September 14, 2007

Steve Martin's Shopgirl (The Book)*

Because of its handy size, I carried Steve Martin’s novella, Shopgirl, to the beach last Saturday. I planned on it being a beach-only read –a book that would span many trips to Sullivan’s Island– but to my lawn’s overgrown dismay, it became a read-the-whole-thing-in-one-day book. Stained with suntan oil and gritty with sand, the little hardback accompanied me all afternoon, finally coming to rest beside my bed, completely read, closed and dog-eared in a darkened room.

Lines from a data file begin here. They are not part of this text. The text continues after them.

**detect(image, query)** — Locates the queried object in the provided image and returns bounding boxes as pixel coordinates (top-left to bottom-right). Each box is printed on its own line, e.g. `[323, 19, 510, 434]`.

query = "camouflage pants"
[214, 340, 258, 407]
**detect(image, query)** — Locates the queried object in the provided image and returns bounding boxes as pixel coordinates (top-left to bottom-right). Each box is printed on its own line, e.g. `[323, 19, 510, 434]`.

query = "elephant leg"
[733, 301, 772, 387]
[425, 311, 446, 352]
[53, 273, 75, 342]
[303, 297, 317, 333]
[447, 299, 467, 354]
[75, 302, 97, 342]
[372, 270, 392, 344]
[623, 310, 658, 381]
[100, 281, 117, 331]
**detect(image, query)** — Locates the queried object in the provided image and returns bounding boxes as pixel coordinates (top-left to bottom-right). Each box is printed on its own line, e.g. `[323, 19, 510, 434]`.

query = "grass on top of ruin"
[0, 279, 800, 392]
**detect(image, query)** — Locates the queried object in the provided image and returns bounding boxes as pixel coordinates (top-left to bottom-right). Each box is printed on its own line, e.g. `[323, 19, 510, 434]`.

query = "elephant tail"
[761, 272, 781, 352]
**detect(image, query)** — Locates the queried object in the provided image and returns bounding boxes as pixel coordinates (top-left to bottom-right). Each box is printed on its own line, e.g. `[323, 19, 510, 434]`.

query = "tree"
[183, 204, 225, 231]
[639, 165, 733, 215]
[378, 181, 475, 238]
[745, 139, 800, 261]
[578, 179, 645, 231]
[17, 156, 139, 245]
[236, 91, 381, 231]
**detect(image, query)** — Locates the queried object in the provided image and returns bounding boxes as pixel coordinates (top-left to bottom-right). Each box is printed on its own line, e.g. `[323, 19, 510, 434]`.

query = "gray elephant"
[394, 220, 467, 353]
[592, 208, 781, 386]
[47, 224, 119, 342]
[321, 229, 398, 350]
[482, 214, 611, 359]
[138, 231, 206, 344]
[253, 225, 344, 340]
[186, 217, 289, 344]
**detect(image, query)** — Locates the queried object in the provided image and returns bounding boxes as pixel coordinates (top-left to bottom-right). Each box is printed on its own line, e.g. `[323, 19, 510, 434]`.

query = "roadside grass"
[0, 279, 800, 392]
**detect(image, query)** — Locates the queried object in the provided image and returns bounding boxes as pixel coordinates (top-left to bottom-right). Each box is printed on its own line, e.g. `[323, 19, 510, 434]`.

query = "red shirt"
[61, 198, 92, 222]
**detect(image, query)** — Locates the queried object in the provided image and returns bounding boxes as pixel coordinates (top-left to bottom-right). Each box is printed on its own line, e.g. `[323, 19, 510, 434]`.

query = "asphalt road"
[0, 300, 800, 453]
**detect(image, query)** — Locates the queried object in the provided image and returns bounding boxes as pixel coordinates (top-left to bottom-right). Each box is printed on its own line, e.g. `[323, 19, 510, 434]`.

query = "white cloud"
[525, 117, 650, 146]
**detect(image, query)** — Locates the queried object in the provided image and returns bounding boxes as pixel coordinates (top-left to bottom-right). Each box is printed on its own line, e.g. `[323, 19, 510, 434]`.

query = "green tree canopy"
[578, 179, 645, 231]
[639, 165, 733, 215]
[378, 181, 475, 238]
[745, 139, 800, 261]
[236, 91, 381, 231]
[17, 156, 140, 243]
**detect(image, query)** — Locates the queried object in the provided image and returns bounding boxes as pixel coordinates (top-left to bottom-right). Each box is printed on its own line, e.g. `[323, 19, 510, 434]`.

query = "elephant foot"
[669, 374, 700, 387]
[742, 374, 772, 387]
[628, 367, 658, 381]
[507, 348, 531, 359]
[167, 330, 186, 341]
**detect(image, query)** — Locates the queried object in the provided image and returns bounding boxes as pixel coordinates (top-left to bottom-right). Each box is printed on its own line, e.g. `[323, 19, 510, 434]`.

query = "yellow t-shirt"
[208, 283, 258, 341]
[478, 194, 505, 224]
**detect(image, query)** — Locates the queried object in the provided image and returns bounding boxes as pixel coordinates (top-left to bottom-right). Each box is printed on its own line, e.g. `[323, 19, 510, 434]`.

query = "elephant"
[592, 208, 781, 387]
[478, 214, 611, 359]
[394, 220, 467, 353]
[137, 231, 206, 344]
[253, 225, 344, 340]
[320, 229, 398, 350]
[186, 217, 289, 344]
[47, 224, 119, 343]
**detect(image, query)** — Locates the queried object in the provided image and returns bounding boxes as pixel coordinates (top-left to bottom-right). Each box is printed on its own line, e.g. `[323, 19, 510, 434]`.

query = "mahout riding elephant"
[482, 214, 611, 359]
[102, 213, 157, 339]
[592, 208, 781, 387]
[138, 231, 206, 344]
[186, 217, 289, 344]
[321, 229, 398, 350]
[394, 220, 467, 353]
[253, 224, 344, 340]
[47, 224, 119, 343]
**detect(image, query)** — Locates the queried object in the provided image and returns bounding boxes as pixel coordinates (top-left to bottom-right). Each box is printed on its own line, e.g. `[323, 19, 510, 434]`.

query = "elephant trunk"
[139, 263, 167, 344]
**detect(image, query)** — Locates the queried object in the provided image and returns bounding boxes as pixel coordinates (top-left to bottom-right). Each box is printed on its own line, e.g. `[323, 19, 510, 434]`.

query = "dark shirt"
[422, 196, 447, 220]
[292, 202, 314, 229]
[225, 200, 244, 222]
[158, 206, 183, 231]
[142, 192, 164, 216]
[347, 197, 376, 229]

The next morning, I rechecked the spine for the author’s name. “Steve Martin” it read. I looked at it again; still "Steve Martin." Okay. Now I’m impressed. I’ve read his writing in The New Yorker, but who knew that a wild and crazy guy could write thoughtful prose about a sad and lonely gal?

Martin's protagonist, the depressed Mirabelle, opens Shopgirl doing what she does worst – selling women’s gloves in an L.A. Neiman Marcus. She spends her days “selling things that nobody buys … leaning against the glass case with one leg cocked behind her” and spends her nights talking to two cats - one normal and the other an “assumed cat under the sofa.”

On her days off, Mirabelle, an Olive Oil look-alike, acts out the role of a struggling artist. She sketches macabre scenes on small canvasses and ponders the existence of her phantom cat. She “replaces absent friends with books and television mysteries of the PBS kind” and occasionally goes out on the town in search of men.

And men she finds. Two, in fact. Jeremy and Mr. Ray Porter. Men on opposite sides of the gentleman spectrum. Comparing them is like comparing George W. Bush to Albert Einstein.

Jeremy is twenty-four, more dazed and confused than Mirabelle, and broke as broke gets. He makes a living by painting logos on amplifiers, and his “thought process is so thin that he has the happy consequence of always ending up doing exactly what he wants to do at all times.” He’s an airhead, but a likable airhead with nowhere to go but up.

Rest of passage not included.